Adversarial Bug Reports as a Security Risk in Language Model-Based Automated Program Repair
Piotr Przymus, Andreas Happe, Jürgen Cito
TL;DR
This paper exposes a novel security risk in language model–based automated program repair by showing that adversarial bug reports can reliably induce insecure or wasteful patches. Through a formal threat model, an attack framework, and an empirical study using 51 crafted bug reports against a leading APR system, the authors demonstrate that current pre- and post-APR defenses only partially mitigate these attacks, with attacker-aligned patches produced in the majority of cases. They reveal a pronounced cost asymmetry favoring attackers: generating adversarial inputs is inexpensive, while defending and validating patches incurs substantially higher costs.

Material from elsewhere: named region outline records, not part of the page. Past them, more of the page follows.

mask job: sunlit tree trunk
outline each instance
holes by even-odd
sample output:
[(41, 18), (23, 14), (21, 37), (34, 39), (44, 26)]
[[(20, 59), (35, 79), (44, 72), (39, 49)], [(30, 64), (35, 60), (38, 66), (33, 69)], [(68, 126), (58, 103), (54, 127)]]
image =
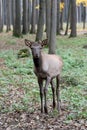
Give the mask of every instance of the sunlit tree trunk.
[(71, 10), (70, 10), (70, 1), (69, 1), (65, 35), (67, 35), (67, 33), (68, 33), (68, 27), (69, 27), (69, 21), (70, 21), (70, 11)]
[(13, 35), (16, 37), (20, 37), (21, 33), (21, 0), (15, 0), (15, 23)]
[(44, 27), (45, 0), (40, 0), (39, 21), (37, 27), (36, 41), (42, 40)]
[(57, 35), (60, 35), (60, 0), (57, 0)]
[(15, 26), (15, 0), (12, 0), (12, 25)]
[(6, 31), (11, 30), (11, 0), (6, 0)]
[(31, 32), (35, 33), (35, 24), (36, 24), (36, 0), (32, 0), (32, 18), (31, 18)]
[(48, 41), (50, 39), (50, 22), (51, 22), (51, 0), (45, 0), (46, 3), (46, 35)]
[(28, 0), (23, 0), (23, 34), (27, 34), (28, 29)]
[(56, 51), (56, 22), (57, 22), (57, 0), (51, 0), (51, 24), (50, 24), (50, 40), (49, 53), (55, 54)]
[(86, 7), (83, 7), (83, 29), (85, 29), (86, 23)]
[(30, 32), (30, 24), (31, 24), (31, 0), (28, 0), (28, 31)]
[(76, 37), (76, 0), (71, 0), (71, 33), (70, 37)]
[(3, 30), (2, 0), (0, 0), (0, 32)]

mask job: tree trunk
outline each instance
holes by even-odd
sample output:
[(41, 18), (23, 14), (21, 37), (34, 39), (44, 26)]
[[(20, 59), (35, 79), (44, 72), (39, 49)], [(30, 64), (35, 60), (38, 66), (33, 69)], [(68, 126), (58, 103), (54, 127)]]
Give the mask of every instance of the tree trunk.
[(15, 26), (15, 0), (12, 0), (12, 25)]
[(6, 0), (6, 31), (11, 30), (11, 0)]
[(28, 33), (28, 0), (23, 0), (23, 34)]
[(71, 33), (70, 37), (76, 37), (76, 0), (71, 0)]
[(48, 42), (50, 39), (50, 22), (51, 22), (51, 0), (45, 0), (46, 3), (46, 35), (48, 38)]
[(36, 0), (32, 0), (32, 18), (31, 18), (31, 34), (35, 33), (36, 24)]
[(13, 35), (20, 37), (21, 34), (21, 0), (15, 0), (15, 25), (13, 30)]
[(57, 0), (57, 35), (60, 35), (60, 0)]
[[(64, 3), (64, 0), (61, 0), (61, 3)], [(60, 12), (60, 30), (63, 30), (63, 10)]]
[(39, 0), (36, 0), (36, 24), (38, 25), (38, 20), (39, 20)]
[(70, 1), (69, 1), (69, 5), (68, 5), (68, 16), (67, 16), (67, 23), (66, 23), (66, 31), (65, 31), (65, 35), (67, 35), (68, 33), (68, 27), (69, 27), (69, 20), (70, 20)]
[(28, 0), (28, 31), (30, 32), (30, 24), (31, 24), (31, 0)]
[(85, 29), (85, 22), (86, 22), (86, 7), (83, 7), (83, 29)]
[(0, 32), (3, 31), (2, 0), (0, 0)]
[(39, 12), (39, 21), (36, 34), (36, 41), (42, 40), (43, 36), (43, 27), (44, 27), (44, 11), (45, 11), (45, 0), (40, 0), (40, 12)]
[(51, 1), (51, 24), (50, 24), (50, 40), (49, 53), (55, 54), (56, 50), (56, 22), (57, 22), (57, 0)]

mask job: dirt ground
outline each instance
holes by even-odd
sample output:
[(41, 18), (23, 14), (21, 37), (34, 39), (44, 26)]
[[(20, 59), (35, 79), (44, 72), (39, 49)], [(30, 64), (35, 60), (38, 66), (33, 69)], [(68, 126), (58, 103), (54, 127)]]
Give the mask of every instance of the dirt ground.
[[(17, 45), (8, 45), (0, 42), (0, 50), (20, 49), (25, 47), (23, 39)], [(0, 68), (3, 66), (3, 59), (0, 58)], [(87, 130), (87, 120), (66, 121), (70, 111), (67, 104), (62, 103), (61, 114), (55, 115), (49, 112), (48, 115), (40, 113), (40, 104), (35, 106), (33, 112), (0, 112), (0, 130)], [(52, 108), (51, 108), (52, 109)]]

The work provides a prototype framework for automated adversarial bug-report generation, discusses practical defense configurations, and offers recommendations for building security-resilient APR systems, including structured prompts, runtime isolation, HITL review, and patch provenance tracking.
Abstract
Large Language Model (LLM) - based Automated Program Repair (APR) systems are increasingly integrated into modern software development workflows, offering automated patches in response to natural language bug reports. However, this reliance on untrusted user input introduces a novel and underexplored attack surface. In this paper, we investigate the security risks posed by adversarial bug reports -- realistic-looking issue submissions crafted to mislead APR systems into producing insecure or harmful code changes. We develop a comprehensive threat model and conduct an empirical study to evaluate the vulnerability of APR systems to such attacks. Our demonstration comprises 51 adversarial bug reports generated across a spectrum of strategies, ranging from manual curation to fully automated pipelines. We test these against a leading LLM-based APR system and assess both pre-repair defenses (e.g., LlamaGuard variants, PromptGuard variants, Granite-Guardian, and custom LLM filters) and post-repair detectors (GitHub Copilot, CodeQL). Our findings show that current defenses are insufficient: 90% of crafted bug reports triggered attacker-aligned patches. The best pre-repair filter blocked only 47%, while post-repair analysis -- often requiring human oversight -- was effective in just 58% of cases. To support scalable security testing, we introduce a prototype framework for automating the generation of adversarial bug reports. Our analysis exposes a structural asymmetry: generating adversarial inputs is inexpensive, while detecting or mitigating them remains costly and error-prone. We conclude with recommendations for improving the robustness of APR systems against adversarial misuse and highlight directions for future work on secure APR.